The composition of the board has changed this year. I didn’t go to the swearing-in, but that was because I neglected to look at the university calendar. Though it wouldn’t have helped that my choices for the two vacancies did not win.
Instead, we got Michael Busuito (R), whose letter in parentheses doesn’t give me any hope he will be looking out for the students or the taxpayers. Nor am I too impressed with Mark Gaffney (D), despite liking his letter better. Please prove me wrong, but I predict they’ll vote for more tuition raises and more presidential salary raises.

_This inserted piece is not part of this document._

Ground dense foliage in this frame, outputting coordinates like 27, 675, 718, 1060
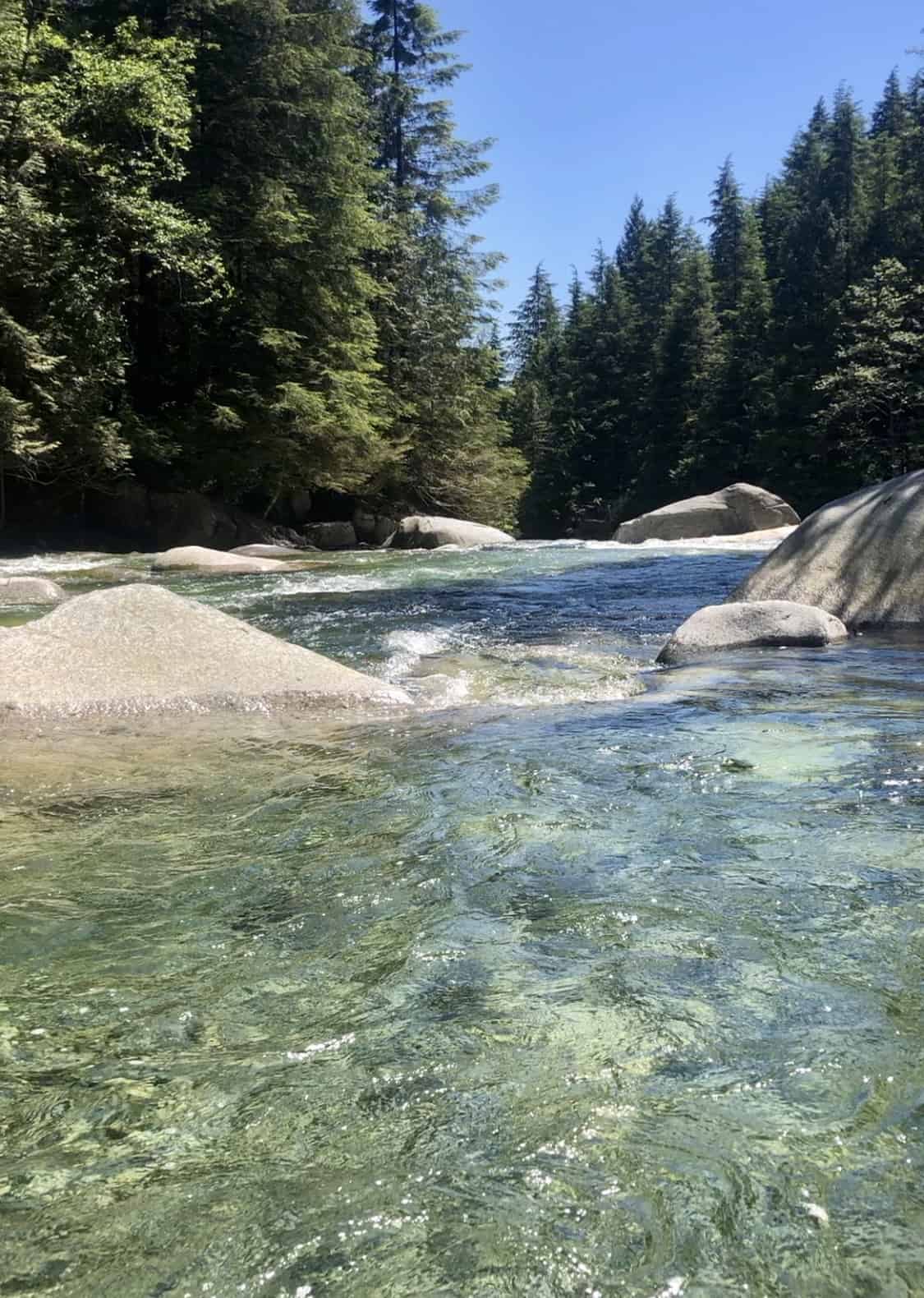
0, 0, 523, 522
7, 0, 924, 535
508, 72, 924, 536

Back in 2014, I would have voted for Woodyard (D) in a heartbeat, but predictably he failed to get the Democratic nomination. The board could use an engineer, because certain decisions (like those pertaining to the university’s parking structures) could really use an engineer’s perspective.
If the objection to Woodyard is that he’s a former WSU professor, how do you explain current WSU professors like Marilyn Kelly (D) serving on the board? Michigan Democrats seem to have no problem with putting current WSU professors on the board. Gaffney's another one.
And what about 4-year graduation rates? Fotouhi’s 2010 contract was very specific about requiring him to increase enrollment, but it said nothing about graduation.
Some of you are probably thinking that contractually requiring an increase in graduation would lead to an artificial graduation increase, and that’s a good point. But the College of Engineering seems to have experienced an artificial increase in enrollment.
I have not been able to corroborate that the calculus requirement for the College of Engineering has been relaxed under Fotouhi (and more recently the university suspended the general math competency requirement), but when I look at the enrollment and graduation numbers, it looks very plausible.
According to Exemplar, the magazine of Engineering alumni, in 2012, the college enrolled 2,437 students and in 2016 graduated 657 students. This suggests that if you came in as a freshman for the fall semester last year, you have a 1 in 4 chance of graduating in 2020.
You have to know calculus to be any good as an engineer, but you don’t have to be a calculus whiz to know that these enrollment and graduation numbers are not good, you just need basic arithmetic. The university’s overall 4-year graduation rate is slightly better.
So a bunch of students were set up to fail at engineering just so that Fotouhi could claim an increase in enrollment. That the university got some extra tuition money out it was just an added bonus. Maybe this is not the case anymore, since Fotouhi’s 2016 contract has no performance requirements whatsoever.
Despite all these facts, and many more that I’m leaving out to try to keep this to a reasonable length, and the still many more that the board members are privy to but we are not, they are still not taking in any action. The upcoming accreditation review looks like the last hope for a college beleaguered by despot.
Higher Learning Commission slated to do a “comprehensive evaluation” of WSU
As you know, universities have to be accredited every so often. The Higher Learning Commission (HLC) has scheduled a visit to Wayne State University on March 6 for a “comprehensive evaluation.”
A month prior to the visit, HLC will stop taking public comments, and gather up the comments received up to that point, to give them to WSU and the team visiting WSU.
This means that if you would like to submit a comment, you have a week left to do so on HCL’s website. If you prefer snail mail, here is the address:
Third-Party Comment on Wayne State University
Higher Learning Commission
230 South LaSalle Street, Suite 7-500
Chicago, IL 60604-1411
I’m not sure if that’s a postmark deadline, but if I were you, I would assume that it is not.
Maybe you are not a WSU alum. Even if you are someone who has only thought about going to Wayne State, I think you should send a comment to the HLC.